Coluna

Liguem seus celulares!

1º Fórum Belas Artes de Economia Criativa traz casos de sucesso e expõe os princípios da nova economia em que a palavra chave é  compartilhamento 

Liguem seus celulares!

John Howkins:“O erro não é legal. Mas é necessário. A Economia Criativa é a economia do erro”

Antes de dar início à terceira mesa da tarde do 1º Forum Belas Artes de Economia Criativa, a professora de mídias sociais digitais da instituição, que faria a mediação das palestras de estrategistas do Twitter e do Linkedin, fez um apelo à plateia: “Liguem seus telefones. Vivemos uma economia de compartilhamento. O que ouvirem aqui, coloquem no mundo, dividam com todos que conhecem”.

Explica-se. As mídias sociais digitais são ferramenta de comunicação e co-produção imprescindível aos agentes da Economia Criativa.

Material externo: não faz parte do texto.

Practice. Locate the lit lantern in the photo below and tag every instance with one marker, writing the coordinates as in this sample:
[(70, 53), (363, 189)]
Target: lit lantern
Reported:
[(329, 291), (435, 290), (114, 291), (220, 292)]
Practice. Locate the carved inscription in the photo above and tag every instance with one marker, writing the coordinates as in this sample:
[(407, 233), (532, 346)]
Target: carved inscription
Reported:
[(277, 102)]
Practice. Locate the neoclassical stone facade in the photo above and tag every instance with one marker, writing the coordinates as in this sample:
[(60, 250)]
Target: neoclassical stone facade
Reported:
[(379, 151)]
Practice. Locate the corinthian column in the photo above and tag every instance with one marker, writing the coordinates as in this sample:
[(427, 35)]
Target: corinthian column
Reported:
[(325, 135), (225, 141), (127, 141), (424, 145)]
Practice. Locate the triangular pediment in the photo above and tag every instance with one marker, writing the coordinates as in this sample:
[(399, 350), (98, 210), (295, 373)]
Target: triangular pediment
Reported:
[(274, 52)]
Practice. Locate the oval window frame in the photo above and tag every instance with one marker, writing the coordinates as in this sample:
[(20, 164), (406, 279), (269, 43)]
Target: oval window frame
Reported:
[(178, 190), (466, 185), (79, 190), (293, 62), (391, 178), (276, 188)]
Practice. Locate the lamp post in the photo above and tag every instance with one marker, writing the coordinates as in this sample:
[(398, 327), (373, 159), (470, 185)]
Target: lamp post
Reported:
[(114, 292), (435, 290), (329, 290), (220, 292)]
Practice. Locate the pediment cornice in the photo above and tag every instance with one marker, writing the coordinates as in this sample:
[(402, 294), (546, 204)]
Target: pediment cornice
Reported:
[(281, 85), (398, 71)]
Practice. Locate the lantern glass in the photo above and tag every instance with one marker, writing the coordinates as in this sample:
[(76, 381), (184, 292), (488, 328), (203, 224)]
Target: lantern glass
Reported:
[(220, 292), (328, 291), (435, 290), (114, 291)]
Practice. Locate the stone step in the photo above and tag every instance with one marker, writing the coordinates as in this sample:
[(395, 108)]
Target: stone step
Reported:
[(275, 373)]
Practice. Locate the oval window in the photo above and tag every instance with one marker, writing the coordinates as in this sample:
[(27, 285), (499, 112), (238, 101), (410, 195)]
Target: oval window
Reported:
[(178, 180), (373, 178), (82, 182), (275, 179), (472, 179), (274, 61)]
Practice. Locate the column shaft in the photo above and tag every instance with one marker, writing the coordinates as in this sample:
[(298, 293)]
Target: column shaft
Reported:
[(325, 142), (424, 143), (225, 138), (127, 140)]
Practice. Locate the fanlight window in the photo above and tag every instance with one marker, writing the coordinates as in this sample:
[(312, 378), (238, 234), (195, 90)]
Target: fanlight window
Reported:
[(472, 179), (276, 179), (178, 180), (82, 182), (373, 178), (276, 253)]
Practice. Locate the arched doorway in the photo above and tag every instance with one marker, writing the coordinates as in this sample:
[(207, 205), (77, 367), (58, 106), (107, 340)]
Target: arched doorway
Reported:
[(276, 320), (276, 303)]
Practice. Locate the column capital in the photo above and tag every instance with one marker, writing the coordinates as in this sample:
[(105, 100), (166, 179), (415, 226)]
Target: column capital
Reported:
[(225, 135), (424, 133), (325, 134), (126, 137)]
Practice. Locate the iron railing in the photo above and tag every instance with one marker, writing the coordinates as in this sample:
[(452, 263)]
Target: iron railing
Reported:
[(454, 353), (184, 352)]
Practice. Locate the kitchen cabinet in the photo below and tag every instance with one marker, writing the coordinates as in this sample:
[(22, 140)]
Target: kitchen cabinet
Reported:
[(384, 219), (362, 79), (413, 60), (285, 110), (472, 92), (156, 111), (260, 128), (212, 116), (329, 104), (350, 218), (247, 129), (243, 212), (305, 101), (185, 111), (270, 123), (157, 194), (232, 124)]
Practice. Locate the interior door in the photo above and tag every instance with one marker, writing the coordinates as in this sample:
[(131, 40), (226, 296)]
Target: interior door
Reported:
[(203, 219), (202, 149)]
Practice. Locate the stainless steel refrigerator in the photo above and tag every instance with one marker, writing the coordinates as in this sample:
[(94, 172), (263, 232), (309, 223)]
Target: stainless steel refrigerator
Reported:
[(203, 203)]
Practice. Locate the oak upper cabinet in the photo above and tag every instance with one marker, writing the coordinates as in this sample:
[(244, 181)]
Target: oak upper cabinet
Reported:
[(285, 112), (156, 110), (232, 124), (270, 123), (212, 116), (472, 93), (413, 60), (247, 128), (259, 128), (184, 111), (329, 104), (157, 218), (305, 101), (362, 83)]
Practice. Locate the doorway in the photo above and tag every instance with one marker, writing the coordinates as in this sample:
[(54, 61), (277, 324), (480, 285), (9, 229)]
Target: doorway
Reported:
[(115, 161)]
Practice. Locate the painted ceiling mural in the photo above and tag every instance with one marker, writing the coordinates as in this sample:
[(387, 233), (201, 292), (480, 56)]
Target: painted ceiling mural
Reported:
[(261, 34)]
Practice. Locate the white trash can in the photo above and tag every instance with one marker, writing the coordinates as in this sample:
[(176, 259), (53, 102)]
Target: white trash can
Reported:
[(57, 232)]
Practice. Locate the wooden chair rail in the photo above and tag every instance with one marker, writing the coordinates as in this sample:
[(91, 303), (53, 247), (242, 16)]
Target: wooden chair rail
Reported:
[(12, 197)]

Este é um termo que foi conceituado em 2001 pelo britânico John Howkins – palestrante de honra no encerramento do evento–, mas o Centro Universitário Belas Artes se reconhece nele desde sua criação, muito antes disso. Com o slogan “Desde 1925 promovendo a Economia Criativa”, a escola promoveu nesta terça feira 22 uma primeira rodada de encontros para expor e debater as ideias que norteiam a economia da criatividade e da inovação.

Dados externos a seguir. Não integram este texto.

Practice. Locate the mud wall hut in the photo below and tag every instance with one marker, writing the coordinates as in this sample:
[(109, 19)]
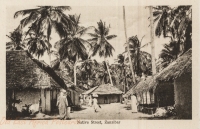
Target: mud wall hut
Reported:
[(31, 81)]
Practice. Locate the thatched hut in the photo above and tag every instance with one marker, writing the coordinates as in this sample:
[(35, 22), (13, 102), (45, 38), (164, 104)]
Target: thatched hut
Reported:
[(179, 73), (31, 81), (75, 91), (106, 94)]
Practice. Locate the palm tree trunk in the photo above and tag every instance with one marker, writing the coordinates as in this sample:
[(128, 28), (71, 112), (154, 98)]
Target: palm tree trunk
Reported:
[(108, 72), (129, 57), (75, 70), (152, 42)]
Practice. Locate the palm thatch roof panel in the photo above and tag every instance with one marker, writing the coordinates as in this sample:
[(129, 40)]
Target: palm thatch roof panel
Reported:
[(180, 66), (23, 71)]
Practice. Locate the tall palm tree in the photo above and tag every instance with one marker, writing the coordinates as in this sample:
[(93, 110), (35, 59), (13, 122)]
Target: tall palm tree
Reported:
[(43, 19), (122, 75), (141, 59), (72, 47), (130, 62), (100, 43), (175, 23), (16, 40), (37, 45)]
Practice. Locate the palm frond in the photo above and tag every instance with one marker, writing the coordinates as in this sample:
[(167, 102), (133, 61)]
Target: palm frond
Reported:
[(111, 37), (24, 12)]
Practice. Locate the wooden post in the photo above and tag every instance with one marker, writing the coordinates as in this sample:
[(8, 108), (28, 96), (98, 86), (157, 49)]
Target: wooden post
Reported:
[(129, 57), (152, 41), (75, 70), (108, 72)]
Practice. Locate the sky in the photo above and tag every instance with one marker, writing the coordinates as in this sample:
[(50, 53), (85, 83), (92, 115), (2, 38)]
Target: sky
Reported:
[(136, 22)]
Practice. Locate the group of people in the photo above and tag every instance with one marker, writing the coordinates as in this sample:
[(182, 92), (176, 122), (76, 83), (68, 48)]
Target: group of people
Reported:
[(64, 104)]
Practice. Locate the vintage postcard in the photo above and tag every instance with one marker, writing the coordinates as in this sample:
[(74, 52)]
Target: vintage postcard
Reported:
[(93, 64)]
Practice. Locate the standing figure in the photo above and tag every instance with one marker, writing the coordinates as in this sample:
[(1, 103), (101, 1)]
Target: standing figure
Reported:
[(81, 100), (90, 101), (95, 103), (70, 104), (134, 103), (62, 104)]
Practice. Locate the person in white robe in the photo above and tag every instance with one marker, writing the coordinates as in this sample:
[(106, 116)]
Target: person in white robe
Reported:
[(134, 104)]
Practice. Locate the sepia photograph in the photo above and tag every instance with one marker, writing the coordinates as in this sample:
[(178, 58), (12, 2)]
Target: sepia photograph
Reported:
[(92, 63)]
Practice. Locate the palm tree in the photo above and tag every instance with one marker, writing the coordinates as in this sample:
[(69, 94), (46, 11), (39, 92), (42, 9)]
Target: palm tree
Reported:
[(43, 19), (122, 75), (141, 59), (16, 40), (72, 47), (130, 62), (174, 23), (100, 43), (37, 44)]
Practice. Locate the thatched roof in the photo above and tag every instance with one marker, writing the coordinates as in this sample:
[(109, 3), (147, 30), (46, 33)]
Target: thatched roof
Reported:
[(65, 78), (104, 89), (23, 71), (183, 65), (146, 85), (143, 85)]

Antes que John Howkin pudesse afirmar em sua palestra que a linguagem das redes móveis deixará de ser baseada em textos e passará a ser radicalmente baseada em imagens, a “brand strategist” do Twitter no Brasil, Dani Bogoricin, começou sua fala com duas imagens bastante significativas. A primeira delas, tornou-se um viral recentemente e mostra todos os usuários do metrô em uma plataforma olhando para as telas de seus celulares. a segunda é de 1946, e mostra todas as pessoas dentro de um vagão de trem consumidas pela leitura de jornais.

Outro momento alto da tarde foi a exposição de Rodrigo Teixeira, que se auto-apresenta como um empreendedor do mundo criativo. Produtor de obras para televisão e filmes de grande sucesso como “O Cheiro do Ralo” (2007), “Frances Ha” (2012), além de curador do Sundance Film Festival, Teixeira falou da transformação pelo qual o cinema passa hoje no Brasil e no mundo. “Se eu dependesse de subsídio do Estado, minha carreira simplesmente não teria acontecido. Enquanto depender do Estado, a indústria de cinema será inexistente no Brasil”, disse, defendendo o empreendedorismo como única estratégia para as produções independentes. Teixeira encerrou sua participação falando do fator risco implícito nessa forma de pensar e agir. “Já fiz muita coisa que deu errado”, garante.

Já Hawkins, o grande mentor, tranquilizou: “O erro não é legal. Mas é necessário. A Economia Criativa é a economia do erro”. Trocando em miúdos, só inova quem erra e bate muita cabeça. Só assim é possível tomar as rédeas da própria vida e inventar o futuro.

Por mais que tenha virado uma secretaria do Ministério da Cultura, em 2011, a economia criativa é um território ainda desconhecido e inexplorado no Brasil. Na Grã-Bretanha, entre 2010 e 2014, a economia critica cresceu duas vezes mais que a economia convencional.

Ouvindo o britânico Hawkins falar, do alto de uma cultura que pratica com maestria e dá exemplos ao mundo de como fazer dinheiro e sucesso de forma independente, com arte, cultura, design e mídias digitais – sem se vender às grandes corporações – chega-se a pensar o quanto a Economia Criativa partilha dos princípios da auto-ajuda.

Uma coisa é certa e comprovada pela a história: tempos de crise é quando criatividade e inovação são mais necessitadas. Com isso, as platéias dão sempre as boas vindas às listas dos “top trends”.